I'll go with "yes" too. ;)

-ilike is the other operator I'd look at


Thanks,
Brian Desmond
[email protected]<mailto:[email protected]>

c - 312.731.3132

From: Michael B. Smith [mailto:[email protected]]
Sent: Friday, March 12, 2010 3:42 PM
To: NT System Admin Issues
Subject: RE: Powershell Question

I'm going to say "yes", but I'm still not exactly sure what you are going for 
there. Look at "-match", "findstr", and "select".

Regards,

Michael B. Smith
Consultant and Exchange MVP
http://TheEssentialExchange.com

From: Joseph L. Casale [mailto:[email protected]]
Sent: Friday, March 12, 2010 4:18 PM
To: NT System Admin Issues
Subject: Powershell Question

Hey guys,
I am converting a shell script into a ps script and need to parse a variable 
that holds the output of an executed job.

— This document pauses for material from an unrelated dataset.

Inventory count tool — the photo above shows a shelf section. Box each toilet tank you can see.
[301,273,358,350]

at the cli (using unix tools) I do this:

grep -B 3 "some_string" |grep "another_string" |cut -f 5 -d " "

So basically, the output has many repetitions that have various fields 
different, when I find the one I want, I include 3 lines up and filter that 3rd 
up line to show what I want.

Is this possible using built in ps syntax?